10/29/10

Some Reasons Why Globalism May Be Evil to National Interests

Globalization as a political phenomenon, wrote the historian Arnold Toynbee, is a universal phase of a civilization-it is the nova of a star at the end of its cycle of history. A wise national leadership would not over-extend its border security rationality, its economic resources and need for more consumption and power without much personal labor and just go global.

There are innumerable ways to view environmental and existential political expansion and absorption of smaller nations into larger glomming powers and principalities. Many of those are dystopian paradigms.

Ghengis Khan was a globalist as was Adolph Hitler, Imperialist powers of a global nature from Ancient Rome to the Assyrians and the British Empire would stop when they were stopped. That phenomenon exists with Wall-Street global financial powers as well. Sometimes imperialistic they have eliminated the protections of Glass-Steagle and made home mortgages tradable commodities for global rulers.

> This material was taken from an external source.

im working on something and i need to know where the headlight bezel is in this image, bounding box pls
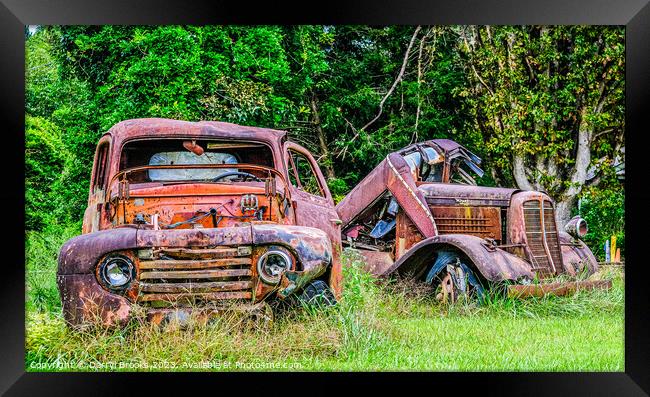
[96,253,136,291]
[256,246,294,285]
[565,216,589,239]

Concentrating wealth has a small worlds networks criteria of advantage of preferred locations enabling everyone to drop their dime in the Wall Street outlets instead of their won business or that of a neighbor. Globalists may unite with the state and become a corporatist entity such as Mussolini designed not much different from a global socialist totalitarian rein of repression of individualism. Certainly America will not retreat from modern global communications, yet neigther should it retreat from a stalwart nationalism conserving the proprietary interests of the citizens that already are Americans.

One need not be frightened of globalism and its political spin each day as megalomaniacs seek to buy up everything and put on the imperial purple or download human freedom into a totalitarian box with diminishing over-used natural resources as drone workers.

History has many lessons for Americans, yet the practical freedom and liberty of individuals in relation to government powers meant to serve rather than oppress is fundamental.